Lyndsay Wasser, Co-chair of the Privacy Group at McMillan LLP in Toronto, says everyone should brace for more. “It may just be that the plaintiffs’ Bar in that particular area isn’t as developed here but we’ll see them. We’re starting to see class actions in the privacy domain and there’s no reason that wouldn’t apply to breaches.”
In fact, when the Ashley Madison hack occurred, a $760-million Canadian class-action lawsuit was filed within two days, making news in Time Magazine.
In the past, says Wasser, some companies have been reluctant to spend on areas like data security “because companies haven’t seen it’s costing them a ton of money to put off thinking about it.”
Perhaps not for much longer.
More are investing in privacy and security “because it’s all over the news. The legal fees associated with this type of negative publicity and class-action lawsuits… companies are really starting to pay attention.”

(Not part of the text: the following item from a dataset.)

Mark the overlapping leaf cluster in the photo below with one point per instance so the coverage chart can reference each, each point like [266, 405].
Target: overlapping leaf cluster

There is no legal standard for liability in the case of a breach, she says, instead, “it’s always fact-driven, and it’s going to depend on the sensitivity of the information and the reasonableness of the expectations the information relates to.”
Tenai at Norton Rose says hacking methods are simply changing too fast to draw a bright line. “It’s not one of those things where we turn our minds to it so we never have to look at it again. Things are constantly evolving, and the risks are constantly being changed in the sense hackers are making strides and using different things. What the regulators are live to is that this is a reality in any organization. The degree to which it can be material varies, but the risk is there and you have to be paying attention to it.
“The regulators are sending the message that this is part of our landscape, and we have to deal with it.”
To the extent clients need further convincing, he points to a US decision in Wyndham Worldwide Corp. and its directors, who were sued last year for an online data breach that led to hackers obtaining personal and financial information.
A New Jersey federal court dismissed the case, noting that the Wyndham board had met and discussed cyberattacks, security policies and proposed security enhancements 14 times during the relevant time frame, and that the audit committee had reviewed the topic at least 16 times.
It’s vital to keep cybersecurity on the board’s agenda and minutes, stresses Armitage at Gowlings. “Corporate boards are under a legal obligation to protect the assets of the company, so that would include the data assets. They absolutely have a role to play in ensuring their assets are adequately protected — and that would include while their data is in the hands of cloud providers. So there’s definitely a role for board oversight.”
Armitage also advises his clients to look into cyber insurance if they don’t have it, which can help cover the cost of dealing with regulators, disclosure requirements and third-party services that help consumers deal with identity theft.
Those using cloud services also need to examine the provider’s insurance, he cautions. “Cloud providers typically have hundreds of thousands of clients so even if they have cybersecurity insurance, as a practical matter if they suffer a security breach that costs a company on average $5 million, and the cloud provider has a thousand customers affected by the same breach, that’s a $5-billion loss and they won’t have $5-billion worth of insurance.
“So if you’re a customer, you can’t get a false sense of security out of the fact your cloud provider has cybersecurity coverage.”
If protecting clients from the effects of cyberattacks causes them trepidation, Abe-Oldenburg says that’s not a bad thing.
“If reading about this puts fear into people’s hearts, that’s okay. It’s important to get them to take action, to make sure they’re looking in the right places and getting the proper advice.”